Perplexed by property law? Relax, Solicitor Claire Haynes is here to answer your most pressing questions…

Q: My business has a licence to occupy serviced office premises. In return for occupying the premises for a longer period the landlord orally agreed with me to reduce the payments under the licence. The landlord is now back tracking and saying that I proposed new terms, but they were not agreed. Can I enforce my conversation with the landlord?

A: A variation to a contract can be oral or in writing. However it would be usual for a licence granting permission to occupy premises to contain wording which restricts variation of the licence to those variations agreed in writing between occupiers and the landlord. These clauses are sometimes called ‘no oral modification’ or ‘no oral variation’ clauses. The purpose of a clause of this nature is to exclude informal or inadvertent variations being made to the licence and to minimise disputes as to whether a variation had been intended and its exact terms. No oral modification clauses are also used to prevent those without authority agreeing to variations of the licence.

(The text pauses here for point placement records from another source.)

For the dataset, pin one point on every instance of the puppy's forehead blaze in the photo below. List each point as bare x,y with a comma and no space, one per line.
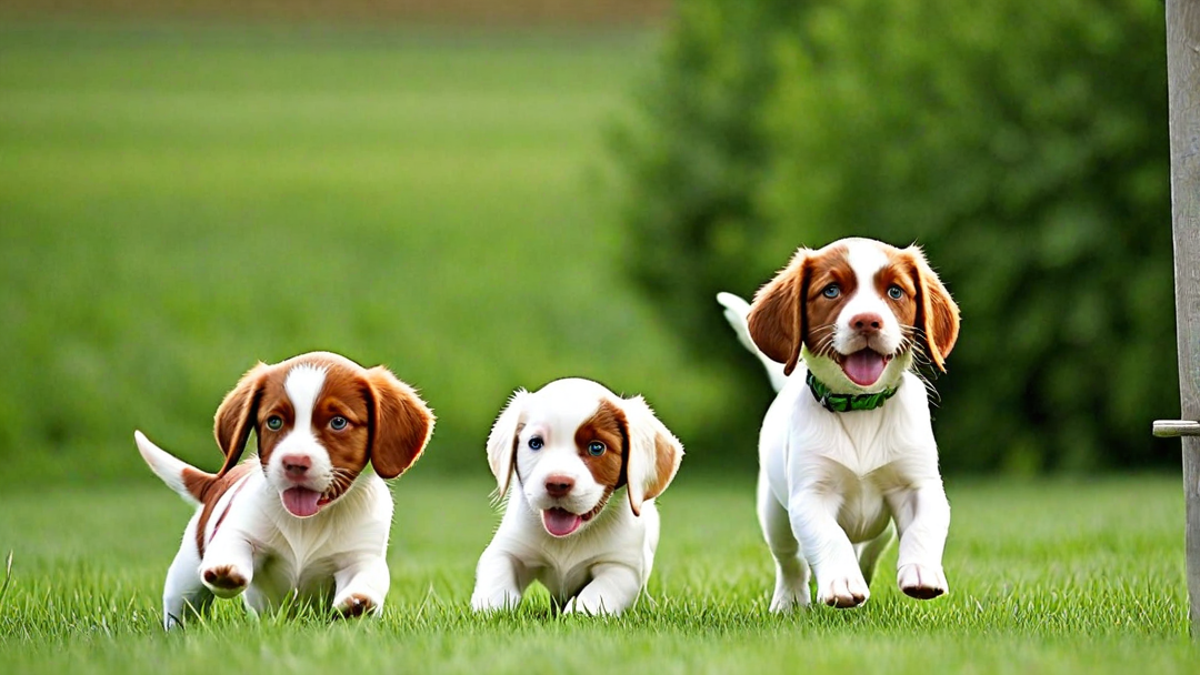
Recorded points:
609,426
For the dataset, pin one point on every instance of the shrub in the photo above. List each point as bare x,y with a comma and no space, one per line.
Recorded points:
1024,145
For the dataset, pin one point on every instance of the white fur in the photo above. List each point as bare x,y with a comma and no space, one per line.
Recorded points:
831,485
335,554
303,386
599,568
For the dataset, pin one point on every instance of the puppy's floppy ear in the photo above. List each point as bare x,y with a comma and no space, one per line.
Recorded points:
939,315
778,317
237,414
502,442
654,453
401,423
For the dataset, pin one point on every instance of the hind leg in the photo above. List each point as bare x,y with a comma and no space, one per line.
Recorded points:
869,553
184,593
791,569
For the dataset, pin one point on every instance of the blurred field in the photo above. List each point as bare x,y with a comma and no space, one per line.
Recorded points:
1047,577
177,203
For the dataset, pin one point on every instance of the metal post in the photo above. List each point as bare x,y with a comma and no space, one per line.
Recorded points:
1183,95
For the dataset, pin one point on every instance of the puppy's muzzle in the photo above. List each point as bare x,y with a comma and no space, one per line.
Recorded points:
558,487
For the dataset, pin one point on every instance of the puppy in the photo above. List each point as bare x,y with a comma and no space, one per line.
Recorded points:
305,518
846,448
562,457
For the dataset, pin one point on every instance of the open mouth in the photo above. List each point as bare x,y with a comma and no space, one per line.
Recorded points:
303,502
864,366
562,523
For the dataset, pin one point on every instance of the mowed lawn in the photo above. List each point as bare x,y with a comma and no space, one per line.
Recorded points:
1049,577
175,204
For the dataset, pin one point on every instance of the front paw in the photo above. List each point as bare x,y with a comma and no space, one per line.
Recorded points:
843,591
595,607
225,580
922,581
357,604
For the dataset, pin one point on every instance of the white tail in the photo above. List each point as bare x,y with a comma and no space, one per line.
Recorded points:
736,310
166,466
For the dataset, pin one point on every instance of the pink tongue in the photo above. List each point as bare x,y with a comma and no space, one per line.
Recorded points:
300,502
561,523
864,368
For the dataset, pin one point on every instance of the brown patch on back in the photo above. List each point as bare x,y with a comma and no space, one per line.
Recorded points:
610,426
209,489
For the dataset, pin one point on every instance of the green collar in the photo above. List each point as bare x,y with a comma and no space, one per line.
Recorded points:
843,402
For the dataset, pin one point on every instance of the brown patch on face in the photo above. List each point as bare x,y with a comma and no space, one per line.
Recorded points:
791,311
610,428
903,274
209,489
829,268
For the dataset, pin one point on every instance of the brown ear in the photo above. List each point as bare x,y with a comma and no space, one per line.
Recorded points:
654,453
235,416
939,316
401,423
777,318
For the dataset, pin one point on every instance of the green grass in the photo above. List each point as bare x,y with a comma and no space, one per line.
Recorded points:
178,203
1054,577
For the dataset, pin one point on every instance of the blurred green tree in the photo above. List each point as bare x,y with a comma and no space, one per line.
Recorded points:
1024,145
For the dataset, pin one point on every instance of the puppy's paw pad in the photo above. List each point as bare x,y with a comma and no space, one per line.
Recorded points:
225,578
844,592
354,605
921,581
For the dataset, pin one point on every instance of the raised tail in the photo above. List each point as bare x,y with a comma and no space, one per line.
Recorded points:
736,310
181,477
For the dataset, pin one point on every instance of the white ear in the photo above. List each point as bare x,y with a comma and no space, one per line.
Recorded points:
502,442
654,453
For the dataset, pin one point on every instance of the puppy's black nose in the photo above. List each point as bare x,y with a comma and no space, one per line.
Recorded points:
559,485
295,466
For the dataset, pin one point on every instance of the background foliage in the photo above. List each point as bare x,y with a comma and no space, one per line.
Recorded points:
1024,145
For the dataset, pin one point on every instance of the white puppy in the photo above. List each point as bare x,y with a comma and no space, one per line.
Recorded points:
847,447
570,447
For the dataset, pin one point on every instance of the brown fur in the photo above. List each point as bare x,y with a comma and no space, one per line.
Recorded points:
666,463
610,426
208,489
388,424
791,311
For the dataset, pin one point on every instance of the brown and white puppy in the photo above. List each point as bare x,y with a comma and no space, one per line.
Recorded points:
847,448
306,517
562,458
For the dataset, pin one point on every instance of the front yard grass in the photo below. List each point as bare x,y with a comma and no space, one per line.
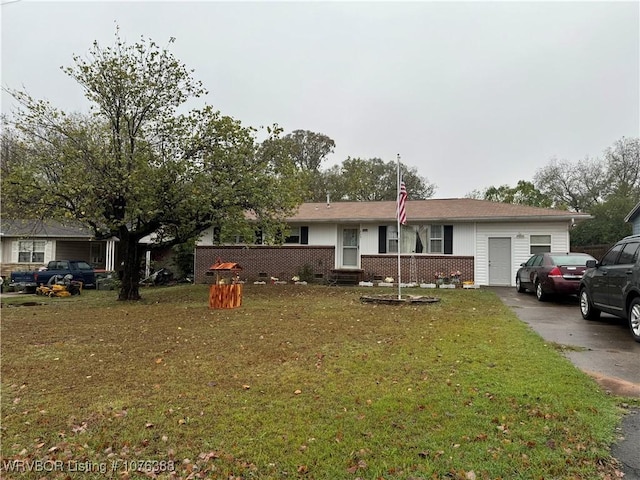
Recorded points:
300,382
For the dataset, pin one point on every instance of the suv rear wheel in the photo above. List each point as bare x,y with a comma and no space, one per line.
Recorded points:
634,318
588,311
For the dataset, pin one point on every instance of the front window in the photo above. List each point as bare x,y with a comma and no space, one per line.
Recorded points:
294,235
31,251
416,239
540,244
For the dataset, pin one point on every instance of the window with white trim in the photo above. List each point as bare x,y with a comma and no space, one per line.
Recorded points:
392,239
539,244
31,251
294,235
416,239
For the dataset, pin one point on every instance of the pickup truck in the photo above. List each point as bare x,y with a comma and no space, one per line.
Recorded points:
29,281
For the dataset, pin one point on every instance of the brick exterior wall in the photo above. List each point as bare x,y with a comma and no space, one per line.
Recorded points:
281,262
286,261
423,270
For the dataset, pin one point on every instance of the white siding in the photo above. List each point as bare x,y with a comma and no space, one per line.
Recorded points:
520,247
464,235
319,235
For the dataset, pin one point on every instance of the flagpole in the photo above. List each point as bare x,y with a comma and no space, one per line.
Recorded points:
398,219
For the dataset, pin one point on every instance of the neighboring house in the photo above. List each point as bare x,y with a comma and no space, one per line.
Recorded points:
634,219
31,244
485,241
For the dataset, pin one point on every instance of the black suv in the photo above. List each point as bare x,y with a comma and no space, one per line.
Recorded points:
613,284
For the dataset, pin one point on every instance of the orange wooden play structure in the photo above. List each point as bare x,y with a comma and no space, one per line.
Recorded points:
226,290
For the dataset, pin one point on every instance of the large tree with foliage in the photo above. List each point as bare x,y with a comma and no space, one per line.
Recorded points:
575,186
358,179
524,193
137,165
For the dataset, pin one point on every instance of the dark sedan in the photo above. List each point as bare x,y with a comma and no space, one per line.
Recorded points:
550,274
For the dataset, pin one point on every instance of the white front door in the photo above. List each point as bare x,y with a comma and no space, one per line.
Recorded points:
350,257
500,261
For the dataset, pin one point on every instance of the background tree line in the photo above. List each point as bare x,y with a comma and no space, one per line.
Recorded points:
138,165
607,187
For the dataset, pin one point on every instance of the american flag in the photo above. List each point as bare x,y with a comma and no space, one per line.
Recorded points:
402,199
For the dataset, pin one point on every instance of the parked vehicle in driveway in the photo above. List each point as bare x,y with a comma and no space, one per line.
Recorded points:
549,274
612,285
79,270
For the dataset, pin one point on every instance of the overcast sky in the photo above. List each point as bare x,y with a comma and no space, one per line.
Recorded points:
472,94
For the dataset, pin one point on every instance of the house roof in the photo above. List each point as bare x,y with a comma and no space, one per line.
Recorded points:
432,210
43,229
633,213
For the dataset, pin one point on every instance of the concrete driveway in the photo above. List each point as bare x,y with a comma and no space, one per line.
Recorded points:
605,351
605,348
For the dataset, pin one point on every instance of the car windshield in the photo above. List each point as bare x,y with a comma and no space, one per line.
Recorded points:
580,260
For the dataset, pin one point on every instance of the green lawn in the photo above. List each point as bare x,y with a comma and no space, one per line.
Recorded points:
300,382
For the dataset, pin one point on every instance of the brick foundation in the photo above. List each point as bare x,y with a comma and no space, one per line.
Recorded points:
284,262
258,262
424,268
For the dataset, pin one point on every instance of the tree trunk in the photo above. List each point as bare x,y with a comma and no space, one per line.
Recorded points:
130,281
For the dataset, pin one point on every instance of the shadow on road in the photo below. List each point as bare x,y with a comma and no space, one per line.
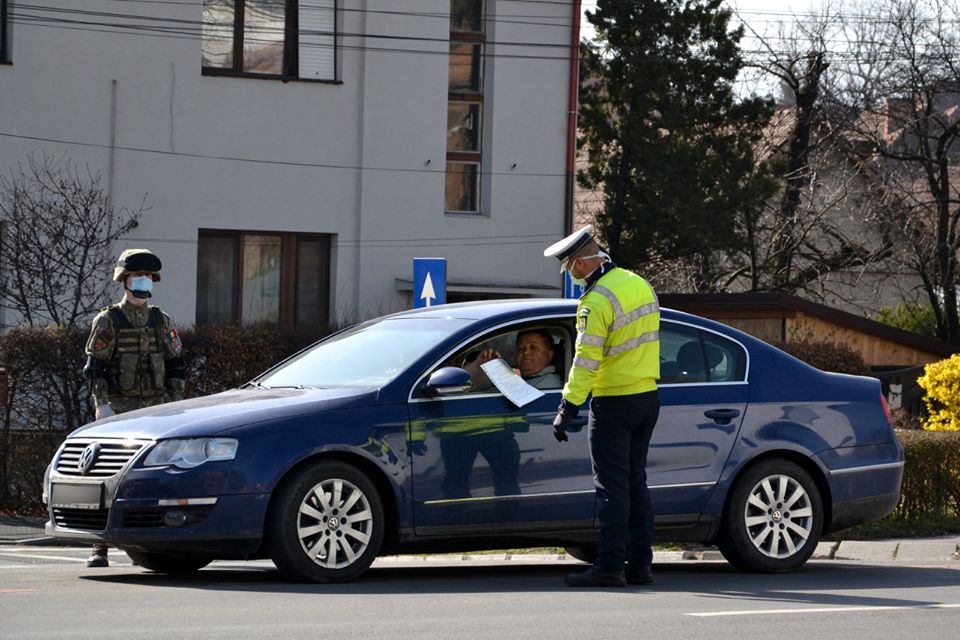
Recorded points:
811,586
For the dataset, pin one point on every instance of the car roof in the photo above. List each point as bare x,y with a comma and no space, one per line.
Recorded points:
485,309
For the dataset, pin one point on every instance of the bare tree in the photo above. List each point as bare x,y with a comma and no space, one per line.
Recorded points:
59,228
901,92
821,223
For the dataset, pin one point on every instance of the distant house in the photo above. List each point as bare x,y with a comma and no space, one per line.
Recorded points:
296,156
894,356
776,317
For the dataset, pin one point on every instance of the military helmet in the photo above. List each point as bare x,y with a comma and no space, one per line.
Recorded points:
137,261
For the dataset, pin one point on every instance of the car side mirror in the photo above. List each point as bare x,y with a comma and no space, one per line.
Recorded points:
447,381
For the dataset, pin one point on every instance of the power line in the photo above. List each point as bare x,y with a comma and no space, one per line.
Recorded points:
174,33
285,163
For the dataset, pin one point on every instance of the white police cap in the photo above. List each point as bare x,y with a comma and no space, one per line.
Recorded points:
570,245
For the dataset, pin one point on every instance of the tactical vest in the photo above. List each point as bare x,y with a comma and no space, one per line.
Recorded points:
138,364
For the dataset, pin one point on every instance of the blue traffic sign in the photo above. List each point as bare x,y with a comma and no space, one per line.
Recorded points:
571,290
429,282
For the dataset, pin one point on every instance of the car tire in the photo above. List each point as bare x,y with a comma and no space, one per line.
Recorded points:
583,552
326,524
773,520
167,563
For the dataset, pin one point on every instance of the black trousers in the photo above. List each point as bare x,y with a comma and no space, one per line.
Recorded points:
620,428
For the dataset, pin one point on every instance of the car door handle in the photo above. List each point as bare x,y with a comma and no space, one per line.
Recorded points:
722,416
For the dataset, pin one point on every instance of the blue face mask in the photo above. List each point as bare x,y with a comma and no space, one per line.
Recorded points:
141,286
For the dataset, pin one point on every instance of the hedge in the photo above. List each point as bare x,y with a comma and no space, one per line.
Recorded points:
931,476
827,356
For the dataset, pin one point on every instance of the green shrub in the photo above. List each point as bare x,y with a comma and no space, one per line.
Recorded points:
827,356
941,381
931,476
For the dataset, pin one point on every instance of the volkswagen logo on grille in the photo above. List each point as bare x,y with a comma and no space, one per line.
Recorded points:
88,457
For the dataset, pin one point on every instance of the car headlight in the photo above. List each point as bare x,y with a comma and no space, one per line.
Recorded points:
191,452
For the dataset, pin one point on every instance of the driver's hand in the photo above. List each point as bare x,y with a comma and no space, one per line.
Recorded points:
487,355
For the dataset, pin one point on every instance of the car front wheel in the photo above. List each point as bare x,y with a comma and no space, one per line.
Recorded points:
326,524
773,520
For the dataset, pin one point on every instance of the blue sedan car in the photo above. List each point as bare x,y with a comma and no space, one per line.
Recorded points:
376,440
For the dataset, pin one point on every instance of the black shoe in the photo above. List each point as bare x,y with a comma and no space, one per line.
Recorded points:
98,558
643,575
594,577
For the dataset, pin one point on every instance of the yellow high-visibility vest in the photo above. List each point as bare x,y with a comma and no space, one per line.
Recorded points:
618,339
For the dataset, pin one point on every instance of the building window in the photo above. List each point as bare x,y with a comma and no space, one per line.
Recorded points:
4,33
253,278
465,107
270,38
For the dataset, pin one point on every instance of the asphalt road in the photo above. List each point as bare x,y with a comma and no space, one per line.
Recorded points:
47,592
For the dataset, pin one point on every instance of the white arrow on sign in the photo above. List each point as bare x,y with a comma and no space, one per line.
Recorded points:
428,293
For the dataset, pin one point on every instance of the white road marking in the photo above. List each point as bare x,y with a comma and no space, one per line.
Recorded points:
762,612
37,556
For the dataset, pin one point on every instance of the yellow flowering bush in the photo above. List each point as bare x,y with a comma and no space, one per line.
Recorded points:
941,381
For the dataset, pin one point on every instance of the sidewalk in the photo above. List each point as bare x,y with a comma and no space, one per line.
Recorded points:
29,531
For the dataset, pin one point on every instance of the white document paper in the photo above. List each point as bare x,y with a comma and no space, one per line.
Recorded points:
509,383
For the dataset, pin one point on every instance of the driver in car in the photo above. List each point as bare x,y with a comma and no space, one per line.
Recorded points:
534,353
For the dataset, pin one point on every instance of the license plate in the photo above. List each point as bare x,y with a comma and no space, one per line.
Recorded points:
77,496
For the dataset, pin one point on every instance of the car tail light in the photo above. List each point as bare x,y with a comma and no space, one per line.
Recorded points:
886,409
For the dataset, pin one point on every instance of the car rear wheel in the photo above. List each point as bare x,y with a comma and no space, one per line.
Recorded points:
774,519
167,563
326,524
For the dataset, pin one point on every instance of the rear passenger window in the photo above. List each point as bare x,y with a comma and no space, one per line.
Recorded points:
726,359
689,355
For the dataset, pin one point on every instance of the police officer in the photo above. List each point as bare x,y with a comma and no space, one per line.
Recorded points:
134,355
617,359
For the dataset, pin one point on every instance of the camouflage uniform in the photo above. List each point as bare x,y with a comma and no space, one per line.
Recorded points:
136,358
134,355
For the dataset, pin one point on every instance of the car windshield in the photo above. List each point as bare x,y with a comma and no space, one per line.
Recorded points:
370,354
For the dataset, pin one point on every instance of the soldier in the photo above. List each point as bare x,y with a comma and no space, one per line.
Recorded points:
134,355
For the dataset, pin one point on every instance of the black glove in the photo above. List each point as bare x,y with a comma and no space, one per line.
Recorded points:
566,412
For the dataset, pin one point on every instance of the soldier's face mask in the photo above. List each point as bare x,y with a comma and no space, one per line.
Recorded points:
568,266
141,286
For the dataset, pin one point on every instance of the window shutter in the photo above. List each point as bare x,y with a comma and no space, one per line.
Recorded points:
317,42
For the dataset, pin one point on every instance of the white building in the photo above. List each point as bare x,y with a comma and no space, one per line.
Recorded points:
296,155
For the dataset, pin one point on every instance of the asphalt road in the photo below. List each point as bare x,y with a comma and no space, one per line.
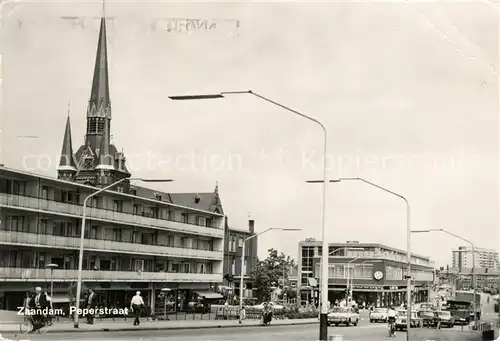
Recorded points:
363,332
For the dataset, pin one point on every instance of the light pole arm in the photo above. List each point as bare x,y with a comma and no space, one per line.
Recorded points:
377,186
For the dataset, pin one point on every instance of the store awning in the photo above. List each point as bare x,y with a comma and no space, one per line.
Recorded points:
60,299
210,295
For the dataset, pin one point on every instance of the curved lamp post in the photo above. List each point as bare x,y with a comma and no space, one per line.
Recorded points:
82,234
323,327
408,238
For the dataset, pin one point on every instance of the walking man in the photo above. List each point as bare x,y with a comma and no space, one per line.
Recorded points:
136,304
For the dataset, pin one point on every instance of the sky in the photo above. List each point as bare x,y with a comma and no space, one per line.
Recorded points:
408,92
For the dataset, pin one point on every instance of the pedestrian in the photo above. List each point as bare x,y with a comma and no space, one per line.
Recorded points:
136,303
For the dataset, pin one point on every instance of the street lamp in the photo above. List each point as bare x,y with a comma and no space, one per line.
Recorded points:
473,262
408,238
51,266
323,325
82,235
242,273
164,292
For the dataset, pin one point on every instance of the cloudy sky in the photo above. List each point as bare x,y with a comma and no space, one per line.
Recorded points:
408,92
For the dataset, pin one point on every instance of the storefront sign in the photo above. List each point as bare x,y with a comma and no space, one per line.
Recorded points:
367,287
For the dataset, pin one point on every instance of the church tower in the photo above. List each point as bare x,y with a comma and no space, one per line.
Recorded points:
97,162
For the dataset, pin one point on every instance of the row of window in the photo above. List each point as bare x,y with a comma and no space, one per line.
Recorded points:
311,251
124,235
74,198
39,260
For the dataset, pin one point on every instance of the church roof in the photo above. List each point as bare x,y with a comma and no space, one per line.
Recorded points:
67,160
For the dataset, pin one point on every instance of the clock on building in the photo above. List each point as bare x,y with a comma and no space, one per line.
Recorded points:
378,275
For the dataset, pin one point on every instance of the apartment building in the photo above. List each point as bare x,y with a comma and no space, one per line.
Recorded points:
132,241
485,258
376,273
233,247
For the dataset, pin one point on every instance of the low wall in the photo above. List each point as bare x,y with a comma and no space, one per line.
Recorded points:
444,335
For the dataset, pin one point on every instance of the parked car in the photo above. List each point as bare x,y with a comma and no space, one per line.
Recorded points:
343,315
445,319
378,315
415,322
428,317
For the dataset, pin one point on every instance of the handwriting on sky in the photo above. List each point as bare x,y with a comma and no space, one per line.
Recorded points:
167,25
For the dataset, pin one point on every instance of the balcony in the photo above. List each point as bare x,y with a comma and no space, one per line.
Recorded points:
23,274
57,242
76,211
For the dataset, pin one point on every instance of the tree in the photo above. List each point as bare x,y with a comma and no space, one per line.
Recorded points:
272,273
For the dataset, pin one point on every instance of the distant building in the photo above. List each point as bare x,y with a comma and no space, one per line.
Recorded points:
233,246
462,278
377,273
485,258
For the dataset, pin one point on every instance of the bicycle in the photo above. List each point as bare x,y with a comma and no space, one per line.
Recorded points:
26,326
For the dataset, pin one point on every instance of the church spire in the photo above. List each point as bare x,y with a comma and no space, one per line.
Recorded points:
67,161
99,107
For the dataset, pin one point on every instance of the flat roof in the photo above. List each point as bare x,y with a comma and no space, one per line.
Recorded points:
4,169
358,245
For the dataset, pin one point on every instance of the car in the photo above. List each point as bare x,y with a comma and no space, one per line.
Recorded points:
378,315
415,322
343,315
445,319
428,317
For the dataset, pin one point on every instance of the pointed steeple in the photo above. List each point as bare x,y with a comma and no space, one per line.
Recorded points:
99,95
106,160
99,107
67,161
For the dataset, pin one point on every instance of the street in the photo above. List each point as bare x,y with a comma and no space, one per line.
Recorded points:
365,331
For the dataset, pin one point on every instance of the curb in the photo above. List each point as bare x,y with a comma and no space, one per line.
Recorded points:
110,330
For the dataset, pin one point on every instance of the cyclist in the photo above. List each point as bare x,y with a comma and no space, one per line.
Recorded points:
391,319
37,303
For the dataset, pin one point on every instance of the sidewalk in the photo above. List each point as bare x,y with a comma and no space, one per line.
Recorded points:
110,326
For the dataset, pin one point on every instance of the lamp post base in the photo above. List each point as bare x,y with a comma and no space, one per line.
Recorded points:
323,327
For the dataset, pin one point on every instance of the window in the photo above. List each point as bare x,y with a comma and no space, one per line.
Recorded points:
139,265
45,192
117,205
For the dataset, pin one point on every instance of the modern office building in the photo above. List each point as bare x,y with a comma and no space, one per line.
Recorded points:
485,258
376,273
132,242
461,279
135,238
233,246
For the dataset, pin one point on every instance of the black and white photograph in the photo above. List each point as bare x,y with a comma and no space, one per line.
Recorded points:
249,170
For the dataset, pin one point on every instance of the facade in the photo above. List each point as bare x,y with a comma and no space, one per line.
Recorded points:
376,271
131,243
485,258
462,278
135,238
233,246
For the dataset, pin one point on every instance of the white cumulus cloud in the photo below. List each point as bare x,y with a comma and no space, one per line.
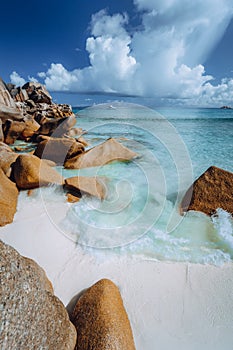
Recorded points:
163,57
16,79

The Supreme Court has recently considered a similar case in which it ruled that a clause restricting oral variations to an agreement could not be ignored. The Court gave effect to contractual provisions requiring specified formalities to be adhered to for a variation as this reflected the intentions of the parties at the time they entered into the agreement.

Your situation turns on the specific wording of the licence, but in the event such a clause is included in the licence, you are unlikely to be able to enforce the terms that the landlord agreed in conversation with you.